L’alternanza scuola-lavoro fa parte di una di quelle riforme scolastiche che stanno letteralmente mettendo in subbuglio genitori, docenti ed alunni. Con le dovute eccezioni, ovviamente. L’Istituto dei Mestieri d’Eccellenza LVMH è una di queste.

Fortunatamente, anche quando sembra che tutto stia prendendo la direzione sbagliata, qualcosa si muove in senso contrario costringendo le persone a ricredersi. Se l’alternanza scuola-lavoro, infatti, continua ad essere un argomento molto discusso in ambito scolastico e familiare, poiché sono tantissimi i ragazzi che si ritrovano a sottrarre ore preziose allo studio per svolgere attività inutili per il percorso scolastico intrapreso e, spesso, anche troppo protratte nel tempo e senza alcun tipo di retribuzione (né didattica, né morale, né economica), è pur vero che, con il passare del tempo, stanno nascendo progetti interessanti e validi su cui vale spendere del tempo e qualche parola.

Tra questi, sicuramente il nuovo Istituto messo in piedi dal gruppo Louis Vuitton Moet Hennessy.

Palazzo Pucci ospita l’Istituto LVMH

Il trasferimento della sede dello studio stilistico della maison, da Firenze a Milano, non è stato casuale.

I locali di Palazzo Pucci adibiti a quello scopo, infatti, ora sono sede di un altro tipo di attività, sempre legato al gruppo Louis Vuitton Moet Hennessy. Si tratta dell’Istituto dei Mestieri d’Eccellenza LVMH, che prevede la selezione di 14 ragazzi (12 femmine e 2 maschi) che potranno partecipare a corsi specializzati (e sponsorizzati) nel campo della moda, avendo la possibilità di diventare parte attiva del meccanismo della produzione ed imparando davvero, in prima persona, tutte le tecniche e le dinamiche per la realizzazione di determinati prodotti.
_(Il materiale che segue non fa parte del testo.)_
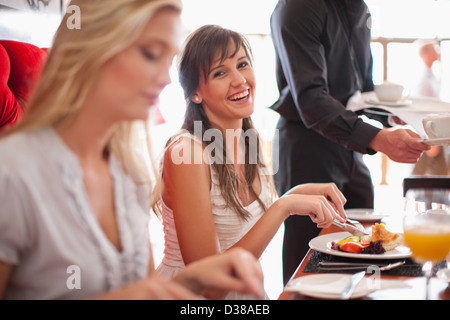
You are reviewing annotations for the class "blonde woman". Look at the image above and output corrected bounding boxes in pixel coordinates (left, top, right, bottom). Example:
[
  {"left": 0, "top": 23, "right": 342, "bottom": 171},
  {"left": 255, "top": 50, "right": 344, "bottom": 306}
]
[
  {"left": 0, "top": 0, "right": 262, "bottom": 299},
  {"left": 155, "top": 25, "right": 345, "bottom": 299}
]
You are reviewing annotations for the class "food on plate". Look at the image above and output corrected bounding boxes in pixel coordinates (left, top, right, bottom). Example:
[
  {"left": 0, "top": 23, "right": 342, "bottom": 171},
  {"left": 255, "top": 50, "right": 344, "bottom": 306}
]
[
  {"left": 372, "top": 223, "right": 405, "bottom": 251},
  {"left": 331, "top": 223, "right": 404, "bottom": 254}
]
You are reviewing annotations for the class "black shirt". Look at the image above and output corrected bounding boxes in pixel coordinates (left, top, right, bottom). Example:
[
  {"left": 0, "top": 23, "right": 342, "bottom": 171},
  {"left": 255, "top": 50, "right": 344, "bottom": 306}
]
[{"left": 271, "top": 0, "right": 380, "bottom": 153}]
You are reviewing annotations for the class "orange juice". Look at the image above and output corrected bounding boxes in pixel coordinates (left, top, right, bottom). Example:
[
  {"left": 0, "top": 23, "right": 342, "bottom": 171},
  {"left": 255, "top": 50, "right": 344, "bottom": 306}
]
[{"left": 404, "top": 225, "right": 450, "bottom": 262}]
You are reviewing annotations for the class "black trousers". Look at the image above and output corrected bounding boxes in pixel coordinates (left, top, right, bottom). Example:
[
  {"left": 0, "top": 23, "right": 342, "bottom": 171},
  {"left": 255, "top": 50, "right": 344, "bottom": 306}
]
[{"left": 272, "top": 117, "right": 374, "bottom": 284}]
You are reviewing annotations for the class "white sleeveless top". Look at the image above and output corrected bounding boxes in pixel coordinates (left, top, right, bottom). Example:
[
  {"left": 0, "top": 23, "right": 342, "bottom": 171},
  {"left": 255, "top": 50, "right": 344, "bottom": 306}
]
[{"left": 157, "top": 131, "right": 272, "bottom": 300}]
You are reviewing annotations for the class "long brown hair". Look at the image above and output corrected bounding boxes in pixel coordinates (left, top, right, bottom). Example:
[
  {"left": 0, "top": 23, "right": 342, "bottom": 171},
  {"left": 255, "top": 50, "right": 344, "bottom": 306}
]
[{"left": 178, "top": 25, "right": 271, "bottom": 219}]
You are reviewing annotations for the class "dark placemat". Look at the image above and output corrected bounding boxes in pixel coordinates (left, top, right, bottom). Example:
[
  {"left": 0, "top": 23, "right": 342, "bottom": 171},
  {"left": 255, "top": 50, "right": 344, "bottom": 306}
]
[{"left": 303, "top": 251, "right": 447, "bottom": 277}]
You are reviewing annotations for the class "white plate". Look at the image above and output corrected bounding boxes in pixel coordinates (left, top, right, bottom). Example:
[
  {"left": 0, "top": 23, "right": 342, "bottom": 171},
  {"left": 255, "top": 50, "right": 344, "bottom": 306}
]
[
  {"left": 419, "top": 138, "right": 450, "bottom": 146},
  {"left": 309, "top": 231, "right": 411, "bottom": 260},
  {"left": 366, "top": 99, "right": 412, "bottom": 107},
  {"left": 285, "top": 273, "right": 375, "bottom": 299},
  {"left": 436, "top": 269, "right": 450, "bottom": 284},
  {"left": 345, "top": 208, "right": 389, "bottom": 222}
]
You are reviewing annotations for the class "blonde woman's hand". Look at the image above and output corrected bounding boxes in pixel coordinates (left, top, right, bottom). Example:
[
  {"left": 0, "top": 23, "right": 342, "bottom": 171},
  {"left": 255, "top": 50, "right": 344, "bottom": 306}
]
[
  {"left": 286, "top": 182, "right": 347, "bottom": 222},
  {"left": 174, "top": 248, "right": 264, "bottom": 298}
]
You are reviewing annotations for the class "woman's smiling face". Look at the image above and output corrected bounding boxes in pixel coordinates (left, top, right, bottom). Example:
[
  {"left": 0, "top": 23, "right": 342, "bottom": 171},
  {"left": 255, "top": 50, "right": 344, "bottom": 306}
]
[{"left": 193, "top": 41, "right": 255, "bottom": 129}]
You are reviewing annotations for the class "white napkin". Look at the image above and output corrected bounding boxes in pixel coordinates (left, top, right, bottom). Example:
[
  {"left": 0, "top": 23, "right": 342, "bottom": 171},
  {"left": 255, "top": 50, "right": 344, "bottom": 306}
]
[
  {"left": 347, "top": 91, "right": 450, "bottom": 137},
  {"left": 285, "top": 273, "right": 411, "bottom": 298}
]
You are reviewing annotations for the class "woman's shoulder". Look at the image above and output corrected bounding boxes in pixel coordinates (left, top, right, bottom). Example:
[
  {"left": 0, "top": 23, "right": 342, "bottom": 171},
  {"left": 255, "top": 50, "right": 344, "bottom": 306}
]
[
  {"left": 0, "top": 132, "right": 39, "bottom": 165},
  {"left": 164, "top": 131, "right": 205, "bottom": 165}
]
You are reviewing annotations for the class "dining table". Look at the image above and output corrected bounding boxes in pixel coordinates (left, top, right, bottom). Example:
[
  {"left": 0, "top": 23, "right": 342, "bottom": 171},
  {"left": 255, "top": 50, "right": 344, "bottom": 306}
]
[{"left": 278, "top": 217, "right": 450, "bottom": 300}]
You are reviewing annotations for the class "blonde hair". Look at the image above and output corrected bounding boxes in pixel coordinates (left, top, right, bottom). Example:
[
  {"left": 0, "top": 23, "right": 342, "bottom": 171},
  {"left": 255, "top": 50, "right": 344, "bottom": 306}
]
[{"left": 7, "top": 0, "right": 182, "bottom": 188}]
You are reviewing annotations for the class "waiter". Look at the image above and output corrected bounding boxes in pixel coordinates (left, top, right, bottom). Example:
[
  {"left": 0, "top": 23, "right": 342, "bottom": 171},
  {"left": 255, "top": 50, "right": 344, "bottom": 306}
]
[{"left": 271, "top": 0, "right": 429, "bottom": 284}]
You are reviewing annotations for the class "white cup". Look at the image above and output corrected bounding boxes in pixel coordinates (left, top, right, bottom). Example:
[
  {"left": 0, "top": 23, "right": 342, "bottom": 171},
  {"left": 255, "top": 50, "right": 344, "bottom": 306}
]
[
  {"left": 422, "top": 113, "right": 450, "bottom": 139},
  {"left": 374, "top": 81, "right": 404, "bottom": 102}
]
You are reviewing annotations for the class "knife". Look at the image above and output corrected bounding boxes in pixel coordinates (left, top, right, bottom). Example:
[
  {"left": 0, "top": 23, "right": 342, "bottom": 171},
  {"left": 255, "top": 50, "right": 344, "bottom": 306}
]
[
  {"left": 333, "top": 220, "right": 368, "bottom": 237},
  {"left": 341, "top": 271, "right": 366, "bottom": 299}
]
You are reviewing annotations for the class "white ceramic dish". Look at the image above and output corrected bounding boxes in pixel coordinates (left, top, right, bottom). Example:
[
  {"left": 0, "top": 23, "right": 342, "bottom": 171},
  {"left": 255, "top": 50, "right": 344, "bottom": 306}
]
[
  {"left": 419, "top": 138, "right": 450, "bottom": 146},
  {"left": 285, "top": 273, "right": 375, "bottom": 299},
  {"left": 366, "top": 99, "right": 412, "bottom": 107},
  {"left": 436, "top": 269, "right": 450, "bottom": 284},
  {"left": 345, "top": 208, "right": 389, "bottom": 222},
  {"left": 309, "top": 232, "right": 411, "bottom": 260}
]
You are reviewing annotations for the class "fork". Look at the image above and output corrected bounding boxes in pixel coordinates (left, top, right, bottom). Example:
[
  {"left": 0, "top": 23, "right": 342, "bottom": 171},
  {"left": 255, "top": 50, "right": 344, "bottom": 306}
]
[
  {"left": 319, "top": 261, "right": 405, "bottom": 271},
  {"left": 347, "top": 218, "right": 366, "bottom": 232}
]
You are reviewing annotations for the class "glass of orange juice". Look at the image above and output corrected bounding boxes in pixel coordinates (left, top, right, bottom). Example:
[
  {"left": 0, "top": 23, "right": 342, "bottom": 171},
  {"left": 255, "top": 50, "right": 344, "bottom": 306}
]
[{"left": 403, "top": 212, "right": 450, "bottom": 299}]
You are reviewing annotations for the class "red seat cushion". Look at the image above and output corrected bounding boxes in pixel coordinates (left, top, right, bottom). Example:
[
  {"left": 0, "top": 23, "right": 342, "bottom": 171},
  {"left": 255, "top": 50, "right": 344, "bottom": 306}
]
[{"left": 0, "top": 40, "right": 47, "bottom": 127}]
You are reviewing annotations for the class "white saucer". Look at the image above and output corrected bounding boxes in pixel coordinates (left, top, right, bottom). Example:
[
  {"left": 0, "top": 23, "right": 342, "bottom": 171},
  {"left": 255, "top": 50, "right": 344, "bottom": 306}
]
[
  {"left": 366, "top": 99, "right": 412, "bottom": 107},
  {"left": 345, "top": 208, "right": 389, "bottom": 222},
  {"left": 285, "top": 273, "right": 375, "bottom": 299},
  {"left": 419, "top": 138, "right": 450, "bottom": 146},
  {"left": 436, "top": 269, "right": 450, "bottom": 284},
  {"left": 284, "top": 273, "right": 411, "bottom": 299}
]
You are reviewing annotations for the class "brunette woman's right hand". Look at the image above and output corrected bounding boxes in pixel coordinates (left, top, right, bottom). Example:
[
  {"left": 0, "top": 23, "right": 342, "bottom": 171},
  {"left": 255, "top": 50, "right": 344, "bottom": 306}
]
[{"left": 277, "top": 193, "right": 345, "bottom": 228}]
Quest’anno, ad esempio, vedrà l’inaugurazione del primo corso di pelletteria dell’Ime (Italia Moda Enterprise), gemellato con il Polimoda (Istituto Internazionale Fashion Design & Marketing), articolato in 450 ore di lezioni e 350 ore di pratica in atelier, potendo affiancare i maestri artigiani del gruppo LVMH di Bernard Arnault, presso le manifatture di Fendi, Celine, Christian Dior, Loro Piana e Louis Vuitton.

È stata inoltre resa possibile anche una formazione nel campo della gioielleria, a Valenza (provincia di Alessandria), con la partnership di For.Al (Consorzio per la formazione professionale) con il Master Class Ime nella nuova sede di Bulgari.

Un nuovo percorso per formare futuri professionisti della moda

Laudomia Pucci, vicepresidente e direttore immagine di Emilio Pucci, si è detta molto soddisfatta del progetto: “Mani, creatività, giovani: queste parole sono molto vicine al mio cuore e lo erano anche a quello di mio padre Emilio che amava definirsi sarto e artigiano. Con l’Ime intendo onorare le radici del nostro marchio”.

Anche il Sindaco di Firenze, Dario Nardella, ha espresso la sua idea, aprendo un po’ l’occhio sull’orizzonte del prossimo futuro: “Questo è il primo evento di un lungo cammino che legherà sempre di più Firenze e la Francia, come ai tempi di Caterina de’ Medici e coglie nel cuore della nostra identità. Il creativo è artigiano e l’artigiano è creativo. Come ai tempi delle antiche botteghe del Rinascimento. Dopo tanti secoli riscopriamo l’attualità della creazione giovanile, ritroviamo il coraggio di riaffermare quanto la nostra Europa ha prodotto. Creare una scuola di artigiani è la cosa più rivoluzionaria e coraggiosa che si possa fare”.

Il futuro, insomma, appare luminoso e pieno di aspettative. Perlomeno per i giovanissimi che avranno modo di essere selezionati per partecipare a questi corsi d’eccezione!